Optional inputs are not currently supported by Nextflow. However, passing an empty list ([]) instead of a file as a subworkflow parameter can be used to work around this issue.

4 Subworkflow parameters

4.1 Usage of parameters

Named params defined in the parent workflow MUST NOT be assumed to be passed to the subworkflow to allow developers to call their parameters whatever they want. In general, it may be more suitable to use additional input value channels to cater for such scenarios.

5 Documentation

5.1 Code comment of channel structure

Each input and output channel SHOULD have a comment describing the output structure of the channel e.g

ch_reads // channel: [mandatory] meta, reads
val_sort // boolean: [mandatory] false
bam = SAMTOOLS_VIEW.out.bam // channel: [ val(meta), path(bam) ]
versions = ch_versions      // channel: [ path(versions.yml) ]

5.2 Meta.yml documentation of channel structure

Each input and output channel structure SHOULD also be described in the meta.yml in the description entry.

description: |
  Structure: [ val(meta), path(tsv)]
  (Sub)contig coverage table

6 Testing

6.1 All output channels must be tested

All output channels SHOULD be present in the nf-test snapshot file, or at a minimum, it MUST be verified that the files exist.

6.2 Tags

Tags for any dependent modules MUST be specified to ensure changes to upstream modules will re-trigger tests for the current subworkflow.

tag "subworkflows"
tag "subworkflows_nfcore"
tag "<subworkflow_name>"
tag "<tool>" // Add each tool as a separate tag
tag "<tool>/<subtool>" // Add each subtool as a separate tag

6.3 assertAll()

The assertAll() function MUST be used to specify an assertion, and there MUST be a minimum of one success assertion and versions in the snapshot.

6.4 Assert each type of input and output

There SHOULD be a test and assertions for each type of input and output.

Different assertion types should be used if a straightforward workflow.out snapshot is not feasible.

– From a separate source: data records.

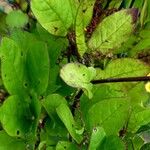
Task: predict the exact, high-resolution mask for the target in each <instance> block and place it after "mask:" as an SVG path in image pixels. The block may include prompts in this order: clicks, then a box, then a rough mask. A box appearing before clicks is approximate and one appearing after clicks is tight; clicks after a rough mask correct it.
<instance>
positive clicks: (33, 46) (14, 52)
mask: <svg viewBox="0 0 150 150" xmlns="http://www.w3.org/2000/svg"><path fill="white" fill-rule="evenodd" d="M25 38H28V39H31V41H28V40H24V41H23V44H22V40H23V39H25ZM13 39H14V40H15V41H16V42H14V41H13V40H11V39H8V38H4V39H3V41H2V46H1V58H2V79H3V81H4V85H5V87H6V89H7V90H8V92H9V93H10V94H12V95H13V94H22V95H25V94H26V93H27V92H29V91H30V92H31V90H34V91H36V92H37V93H38V94H39V95H40V94H43V92H45V90H46V88H47V86H48V80H49V66H50V64H49V57H48V51H47V47H46V45H45V43H43V42H39V41H37V40H33V39H32V36H31V35H30V34H27V33H26V32H24V34H23V32H17V33H16V34H15V35H14V36H13ZM12 64H14V65H12Z"/></svg>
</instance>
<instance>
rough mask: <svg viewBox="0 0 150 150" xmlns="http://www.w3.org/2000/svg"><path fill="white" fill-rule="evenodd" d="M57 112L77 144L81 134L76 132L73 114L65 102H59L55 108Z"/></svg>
mask: <svg viewBox="0 0 150 150" xmlns="http://www.w3.org/2000/svg"><path fill="white" fill-rule="evenodd" d="M56 111H57V114H58V116H59V117H60V119H61V120H62V122H63V123H64V125H65V126H66V128H67V130H68V131H69V133H70V135H71V136H72V137H73V139H74V140H75V141H76V142H77V143H78V144H79V143H81V141H82V136H81V135H80V134H78V129H76V123H75V121H74V118H73V115H72V113H71V111H70V109H69V107H68V106H67V105H66V104H61V105H59V106H58V107H57V108H56Z"/></svg>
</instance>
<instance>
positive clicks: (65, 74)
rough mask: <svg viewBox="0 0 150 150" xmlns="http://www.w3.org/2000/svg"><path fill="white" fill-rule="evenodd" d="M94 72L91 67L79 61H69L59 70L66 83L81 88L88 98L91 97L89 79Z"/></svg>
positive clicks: (63, 78)
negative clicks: (87, 66) (81, 63)
mask: <svg viewBox="0 0 150 150" xmlns="http://www.w3.org/2000/svg"><path fill="white" fill-rule="evenodd" d="M95 74H96V72H95V69H94V68H93V67H86V66H84V65H82V64H79V63H69V64H67V65H65V66H64V67H63V68H62V69H61V71H60V76H61V78H62V79H63V80H64V81H65V82H66V83H67V84H68V85H70V86H72V87H75V88H81V89H83V90H84V91H85V93H86V95H88V97H89V98H91V97H92V93H91V90H92V84H91V83H90V81H91V80H92V79H93V78H94V77H95Z"/></svg>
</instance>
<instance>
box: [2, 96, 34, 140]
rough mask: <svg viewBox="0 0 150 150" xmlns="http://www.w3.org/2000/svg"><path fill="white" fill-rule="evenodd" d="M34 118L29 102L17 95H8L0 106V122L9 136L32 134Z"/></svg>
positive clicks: (3, 127) (24, 136) (22, 136)
mask: <svg viewBox="0 0 150 150" xmlns="http://www.w3.org/2000/svg"><path fill="white" fill-rule="evenodd" d="M35 119H36V118H35V116H34V115H33V114H32V113H31V110H30V107H29V104H28V103H25V102H23V101H21V98H20V97H18V96H10V97H8V98H7V99H6V100H5V102H4V103H3V105H2V107H1V123H2V126H3V128H4V130H5V131H6V132H7V134H8V135H10V136H15V137H21V138H28V137H30V136H34V135H33V134H34V131H33V130H32V129H33V128H32V127H33V126H34V124H35Z"/></svg>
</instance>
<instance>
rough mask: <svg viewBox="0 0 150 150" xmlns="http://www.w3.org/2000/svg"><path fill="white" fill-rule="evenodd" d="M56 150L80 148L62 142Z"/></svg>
mask: <svg viewBox="0 0 150 150" xmlns="http://www.w3.org/2000/svg"><path fill="white" fill-rule="evenodd" d="M56 150H78V147H77V146H76V145H75V144H73V143H70V142H66V141H60V142H58V144H57V146H56Z"/></svg>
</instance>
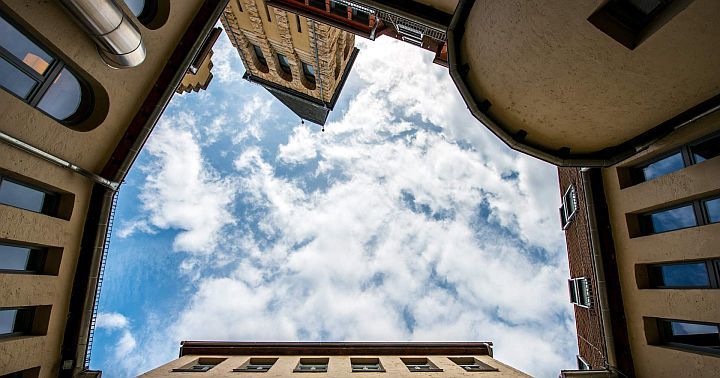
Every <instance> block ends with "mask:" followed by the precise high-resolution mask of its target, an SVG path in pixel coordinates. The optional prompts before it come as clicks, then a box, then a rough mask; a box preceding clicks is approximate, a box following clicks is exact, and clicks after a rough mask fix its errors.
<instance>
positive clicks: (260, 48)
mask: <svg viewBox="0 0 720 378" xmlns="http://www.w3.org/2000/svg"><path fill="white" fill-rule="evenodd" d="M253 50H255V56H257V58H258V60H259V61H260V63H262V64H265V65H267V61H266V60H265V55H264V54H263V53H262V49H261V48H260V47H259V46H255V45H253Z"/></svg>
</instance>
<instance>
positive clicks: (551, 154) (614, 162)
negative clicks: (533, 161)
mask: <svg viewBox="0 0 720 378" xmlns="http://www.w3.org/2000/svg"><path fill="white" fill-rule="evenodd" d="M474 4H475V0H459V1H458V5H457V8H456V9H455V14H454V15H453V18H452V21H451V22H450V27H449V28H448V32H447V39H448V65H449V71H450V77H451V78H452V80H453V82H454V83H455V86H456V87H457V88H458V91H459V92H460V95H461V96H462V98H463V101H464V102H465V105H466V106H467V107H468V109H469V110H470V112H471V113H472V115H473V116H474V117H475V118H476V119H477V120H478V121H480V122H481V123H482V124H483V125H484V126H485V127H487V128H488V129H489V130H490V131H491V132H492V133H493V134H495V136H497V137H498V138H500V139H501V140H502V141H503V142H504V143H505V144H506V145H507V146H508V147H510V148H512V149H513V150H516V151H519V152H522V153H525V154H527V155H530V156H533V157H535V158H538V159H540V160H544V161H546V162H548V163H551V164H554V165H557V166H561V167H569V166H575V167H608V166H611V165H614V164H617V163H619V162H621V161H623V160H625V159H627V158H629V157H631V156H633V155H635V154H636V153H638V152H640V151H642V150H645V149H647V148H648V147H649V146H650V145H651V144H653V143H655V142H656V141H657V140H659V139H661V138H663V137H665V136H667V135H668V134H670V133H672V132H673V131H675V130H677V129H678V128H680V127H683V126H686V125H688V124H690V123H693V122H694V121H696V120H697V119H699V118H702V117H704V116H706V115H708V114H711V113H713V112H715V111H718V110H720V94H718V95H716V96H714V97H711V98H709V99H708V100H705V101H703V102H702V103H700V104H698V105H696V106H694V107H692V108H690V109H688V110H686V111H684V112H682V113H680V114H678V115H676V116H675V117H672V118H671V119H669V120H667V121H665V122H663V123H661V124H659V125H656V126H654V127H652V128H650V129H649V130H647V131H645V132H643V133H641V134H639V135H637V136H635V137H633V138H630V139H628V140H626V141H625V142H623V143H620V144H617V145H614V146H610V147H607V148H604V149H601V150H598V151H593V152H590V153H578V154H573V153H572V151H568V150H566V149H558V150H555V149H550V148H546V147H543V146H540V145H537V144H534V143H530V142H527V141H525V138H526V136H527V132H525V131H524V130H520V131H519V132H511V131H510V130H508V129H507V127H505V125H503V124H502V123H501V122H499V121H498V120H496V119H494V118H493V117H492V116H491V115H490V114H489V113H488V112H487V110H488V109H489V107H490V106H491V104H490V102H489V101H488V100H487V99H485V98H481V97H479V96H477V94H476V93H473V91H471V90H470V88H469V86H468V85H467V82H466V74H467V72H468V71H469V66H468V65H467V64H463V63H461V62H460V59H459V57H460V41H461V40H462V38H463V36H464V34H465V23H466V22H467V19H468V17H469V14H470V10H471V9H472V7H473V5H474Z"/></svg>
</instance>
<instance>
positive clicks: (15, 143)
mask: <svg viewBox="0 0 720 378" xmlns="http://www.w3.org/2000/svg"><path fill="white" fill-rule="evenodd" d="M0 140H2V141H3V142H5V143H7V144H9V145H11V146H13V147H15V148H17V149H19V150H21V151H24V152H27V153H28V154H30V155H34V156H37V157H39V158H41V159H43V160H46V161H49V162H51V163H53V164H55V165H57V166H60V167H62V168H65V169H67V170H69V171H72V172H75V173H78V174H80V175H82V176H85V177H87V178H89V179H90V180H92V181H93V182H95V183H96V184H100V185H102V186H104V187H106V188H108V189H110V190H112V191H113V192H114V191H116V190H117V189H118V187H119V186H120V183H119V182H116V181H110V180H108V179H106V178H104V177H102V176H99V175H96V174H95V173H93V172H91V171H89V170H87V169H84V168H82V167H79V166H77V165H75V164H73V163H71V162H69V161H67V160H65V159H62V158H60V157H57V156H55V155H53V154H51V153H49V152H47V151H44V150H41V149H39V148H37V147H35V146H33V145H30V144H28V143H25V142H23V141H21V140H20V139H17V138H14V137H12V136H10V135H8V134H5V133H3V132H2V131H0Z"/></svg>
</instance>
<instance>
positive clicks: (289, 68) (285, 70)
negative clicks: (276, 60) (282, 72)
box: [277, 54, 290, 73]
mask: <svg viewBox="0 0 720 378" xmlns="http://www.w3.org/2000/svg"><path fill="white" fill-rule="evenodd" d="M277 55H278V62H280V68H281V69H282V70H283V71H285V72H287V73H290V62H289V61H288V60H287V57H286V56H285V55H283V54H277Z"/></svg>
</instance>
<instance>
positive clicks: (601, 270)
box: [580, 168, 617, 372]
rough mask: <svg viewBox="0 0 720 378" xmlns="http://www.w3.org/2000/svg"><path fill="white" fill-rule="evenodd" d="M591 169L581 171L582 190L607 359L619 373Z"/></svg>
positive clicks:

Always check the snapshot to ensure that all outputs are correct! For exmaple, make sure there are no md5sums representing empty files.

6.5 Test names

Test names SHOULD describe the test dataset and configuration used. some examples below:

test("homo_sapiens - [fastq1, fastq2] - bam")
test("sarscov2 - [ cram, crai ] - fasta - fai")
test("Should search for zipped protein hits against a DIAMOND db and return a tab separated output file of hits")

6.6 Input data

Input data SHOULD be referenced with the modules_testdata_base_path parameter:

file(params.modules_testdata_base_path + 'genomics/sarscov2/illumina/bam/test.paired_end.sorted.bam', checkIfExists: true)

7 Misc

7.1 General module code formatting

All code MUST be aligned to follow the ‘Harshil Alignment™️’ format.